Nevertheless, Kyungmee said, qualitative researchers contend that, “humans are political beings in unique historical contexts, with our own struggles, perspectives, experiences, and narratives that are subjective and partial.” We must continue to expose social inequalities, the lived experiences of struggle, power relationships/conflicts in people’s complex and nuanced ordinary everyday human life. In the face of Big Data and AI, autoethnography sails in the opposite direction. Indeed, the graft of writing is so bound up in autoethnography and phenomenology it is hard to see a place for AI, unless we meant Authentic Intelligence.

Dr Kyungmee Lee at the Glamorgan Building Council Chamber

References

De Silva, D. and El-Ayoubi, M. 2023. Three ways to leverage ChatGPT and other generative AI in research. Times Higher Education. 20 June. Available at: https://www.timeshighereducation.com/campus/three-ways-leverage-chatgpt-and-other-generative-ai-research [Accessed: 6 July 2023].

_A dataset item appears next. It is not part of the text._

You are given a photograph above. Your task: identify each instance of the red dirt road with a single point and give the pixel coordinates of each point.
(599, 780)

Dyson, A. 1999. Inclusion and inclusions: theories and discourses in inclusive education. In: Daniels, H. and Garner, P. eds. World yearbook of education. 1999: Inclusive education. London: Kogan Page, pp. 36–53.

Hodgson, V., McConnell, D., & Dirckinck-Holmfeld, L. (2012). The Theory, Practice and Pedagogy of Networked Learning. In L. Dirckinck-Holmfeld, V. Hodgson, & D. McConnell (Eds.), Exploring the Theory, Pedagogy and Practice of Networked Learning (pp. 291–305). Springer New York.

Levinsen, K. T., & Nielsen, J. (2012). Innovating Design for Learning in the Networked Society. In L. Dirckinck-Holmfeld, V. Hodgson, & D. McConnell (Eds.), Exploring the Theory, Pedagogy and Practice of Networked Learning (pp. 237–256). Springer New York.

Seminar 5th July 1-2pm with Dr Kyungmee Lee

Before leaving for Seoul, Kyungmee is visiting us in Wales and we’re delighted to link her up with Cardiff University’s School of Social Sciences Educational Research Seminar Series. We’re meeting in-person at the Glamorgan Building Council Chamber and online through Zoom (joining link). There’s no need to register if you wish to join.

The title of her talk will be ‘Educational Researcher (and Machine) in the Posthuman Era: Methodological Reflections.

There has been increasing enthusiasm for and conversation on machine-assisted research innovation in the broad field of education and social sciences. This seminar will provide a brief overview of popular claims—both positive and negative—about fast-emerging posthuman conditions; and unpack some of the dominant discourses of innovative machine-assisted research approaches. The ‘back-to-person’ and ‘back-to-basic’ methodological approaches, exemplified by autoethnography and evocative academic writing, will be discussed as a critical alternative approach to rethinking machine-assisted research and researchers.

Who is Kyungmee??

Senior Lecturer in the Department of Educational Research at Lancaster University. Kyungmee is a co-editor of Studies in Technology Enhanced Learning. Her research targets the intersection of online education, adult education, and international education concerning issues of accessibility and inclusivity. Using a range of qualitative research methodologies and evocative academic writings, her current projects investigate the academic experiences of diverse non-traditional student groups in distance education settings. Kyungmee’s scholarship emphasises concepts of discourse, knowledge and power, understood through a broadly Foucauldian lens.